Forum: Ruby Boyer-Moore string search algorithm in ruby

Announcement (2017-05-07): www.ruby-forum.com is now read-only since I unfortunately do not have the time to support and maintain the forum any more. Please see rubyonrails.org/community and ruby-lang.org/en/community for other Rails- und Ruby-related community platforms.
(Guest)
on 2007-07-22 07:25
(Received via mailing list)
I came across this post:
http://www.arnebrasseur.net/2007/02/26/boyer-moore...

Does anyone know if this is already part of Ruby open source library?
I did not find anything on Google.
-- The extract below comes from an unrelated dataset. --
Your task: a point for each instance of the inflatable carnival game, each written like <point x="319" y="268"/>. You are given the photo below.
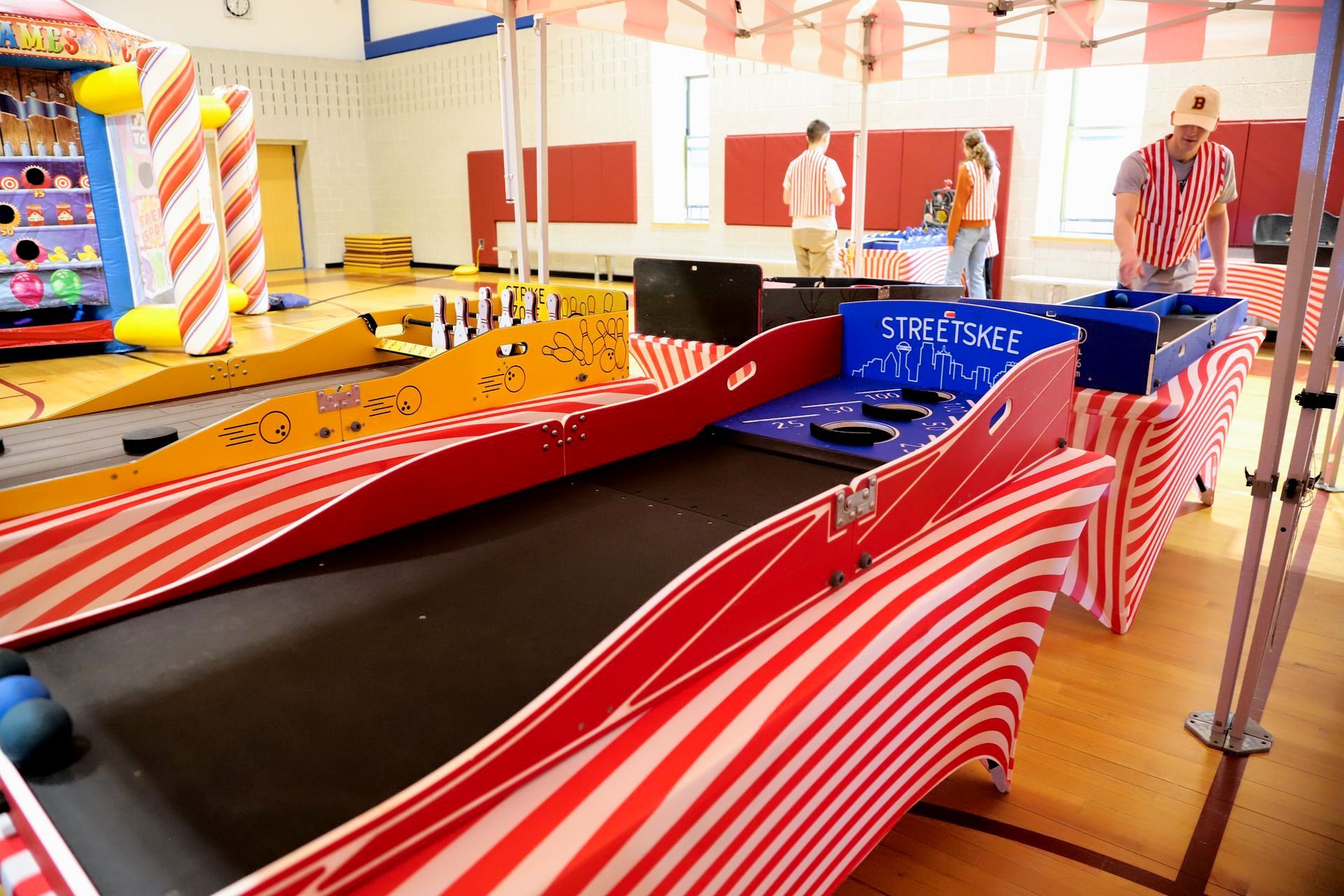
<point x="130" y="207"/>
TIA.
Nobuyoshi N. (Guest)
on 2007-07-22 13:22
(Received via mailing list)
Hi,

At Sun, 22 Jul 2007 12:25:01 +0900,
removed_email_address@domain.invalid wrote in [ruby-talk:261195]:
> Does anyone know if this is already part of Ruby open source library?
> I did not find anything on Google. TIA.

String#index uses Karp-Rabin algorithm, not Boyer-Moore.
Yukihiro M. (Guest)
on 2007-07-22 16:30
(Received via mailing list)
Hi,

In message "Re: Boyer-Moore string search algorithm in ruby"
    on Sun, 22 Jul 2007 18:21:18 +0900, "Nobuyoshi N."
<removed_email_address@domain.invalid> writes:

|removed_email_address@domain.invalid wrote in [ruby-talk:261195]:
|> Does anyone know if this is already part of Ruby open source library?
|> I did not find anything on Google. TIA.
|
|String#index uses Karp-Rabin algorithm, not Boyer-Moore.

1.8 regex engine uses modified Boyer-Moore search algorithm.

              matz.
Peter S. (Guest)
on 2007-07-22 22:06
(Received via mailing list)
In message
<removed_email_address@domain.invalid>,
"Nobuyoshi N." wr
ites:
>At Sun, 22 Jul 2007 12:25:01 +0900,
>removed_email_address@domain.invalid wrote in [ruby-talk:261195]:
>> Does anyone know if this is already part of Ruby open source library?
>> I did not find anything on Google. TIA.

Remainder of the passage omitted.